If an asset deviates more than 5 percentage points from its original allocation, rebalancing may be considered.
Example:
- target: 60% stocks
- current: 68%
👉 possible rebalance
2. Change in risk profile
If your situation changes—such as with approaching retirement or income changes—it may make sense to reduce risk, regardless of the market.
3. Relevant macroeconomic events
Environments such as Fed rate hikes, looming recession, or persistent inflation may justify strategic adjustments.
When NOT to rebalance?
Not every rally requires action. Situations where it may make sense to stay put:
- Long-term horizon (10+ years)
- Gains supported by strong fundamentals
- Low liquidity needs
In many cases, doing nothing is an active decision.
Rebalancing strategies
1. Calendar-based (time-based)
- Quarterly
- Semiannual
- Annual
✔ Simple
❌ Ignores market conditions
2. Threshold-based (deviation-based)
- Based on percentage drift
✔ More efficient
✔ Responsive to market
3. Hybrid approach
Combines time + deviation
👉 Considered the most robust
Comparison table:
| Strategy | Advantage | Disadvantage |
|---|---|---|
| Calendar | Simplicity | May be inefficient |
| Threshold | Precision | Requires monitoring |
| Hybrid | Balance | More complex |
Tax impact (critical in the U.S.)
Example:
- Sell before 1 year → higher tax
- Sell after 1 year → lower tax
👉 This directly affects decision-making.
Smart alternative: rebalance with new contributions
Instead of selling assets, many investors choose to:
👉 Direct new contributions into underweighted asset classes.

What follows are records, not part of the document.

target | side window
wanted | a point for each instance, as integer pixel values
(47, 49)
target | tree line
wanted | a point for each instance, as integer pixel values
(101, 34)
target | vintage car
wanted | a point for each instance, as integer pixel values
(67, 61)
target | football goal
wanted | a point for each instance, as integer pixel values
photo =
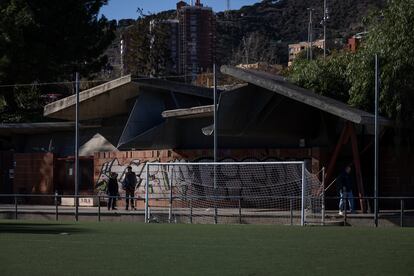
(233, 192)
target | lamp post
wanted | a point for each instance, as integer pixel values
(310, 33)
(325, 21)
(377, 88)
(77, 147)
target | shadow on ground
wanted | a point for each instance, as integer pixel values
(39, 228)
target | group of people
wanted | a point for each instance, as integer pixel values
(344, 187)
(130, 180)
(128, 185)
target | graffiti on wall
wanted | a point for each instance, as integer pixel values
(198, 180)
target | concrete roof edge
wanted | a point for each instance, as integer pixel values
(84, 95)
(205, 109)
(284, 88)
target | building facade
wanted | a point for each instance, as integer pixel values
(196, 38)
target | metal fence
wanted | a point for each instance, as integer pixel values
(14, 205)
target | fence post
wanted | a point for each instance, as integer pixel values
(146, 193)
(171, 194)
(302, 219)
(15, 207)
(56, 206)
(323, 196)
(240, 220)
(99, 208)
(191, 208)
(345, 204)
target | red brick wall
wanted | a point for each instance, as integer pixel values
(125, 157)
(33, 173)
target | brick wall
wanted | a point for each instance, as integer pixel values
(33, 174)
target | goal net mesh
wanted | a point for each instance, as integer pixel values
(268, 193)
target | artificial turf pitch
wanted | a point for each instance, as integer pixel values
(31, 248)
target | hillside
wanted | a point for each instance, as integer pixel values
(286, 21)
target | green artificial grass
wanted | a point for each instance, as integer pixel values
(31, 248)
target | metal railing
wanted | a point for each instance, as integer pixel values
(14, 200)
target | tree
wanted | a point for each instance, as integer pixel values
(391, 37)
(351, 77)
(325, 77)
(47, 40)
(255, 47)
(148, 46)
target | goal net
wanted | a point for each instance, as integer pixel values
(235, 192)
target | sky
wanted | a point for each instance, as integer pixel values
(119, 9)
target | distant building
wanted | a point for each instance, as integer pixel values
(355, 41)
(115, 51)
(196, 38)
(295, 49)
(172, 29)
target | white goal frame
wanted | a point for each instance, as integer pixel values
(153, 164)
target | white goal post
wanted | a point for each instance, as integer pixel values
(233, 192)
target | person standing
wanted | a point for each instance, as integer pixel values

Example: portfolio overweight in stocks New investments go into bonds.
This approach avoids taxes and maintains strategy.
Case example: ETF investor in the U.S.
John invests in:
- VOO (S&P 500)
- BND (bonds)
After a bull run: Stocks went from 60% to 72%.
Instead of selling, he directed new contributions to BND. Result: gradual rebalancing without triggering tax events.
Risk of overtrading
Rebalancing too frequently can lead to higher costs, emotional decisions, and reduced efficiency.
The role of diversification
After a rally, many portfolios become concentrated in tech and large caps.
Rebalancing can help redistribute risk and include small caps, international assets, or bonds.
Practical decision framework
Before rebalancing, ask yourself:
- Has my portfolio significantly drifted?
- Has my risk profile changed?
- Are there relevant tax implications?
- Is the market in a sustainable trend?
If most answers are “yes,” → consider rebalancing. If not, it may be better to hold.
The balance between discipline and flexibility
Investing is not about reacting to every market move.
It’s about having a plan, following clear rules, and avoiding emotional decisions.
Rebalancing is a tool—not an obligation.
Conclusion
After a bull run, the urge to act is strong. But acting is not always the best move.
For U.S. investors, rebalancing should be guided by strategy, data, and tax context—not fear or euphoria.
Because in the end:
👉 The best investor is not the one who reacts fastest—but the one who decides best.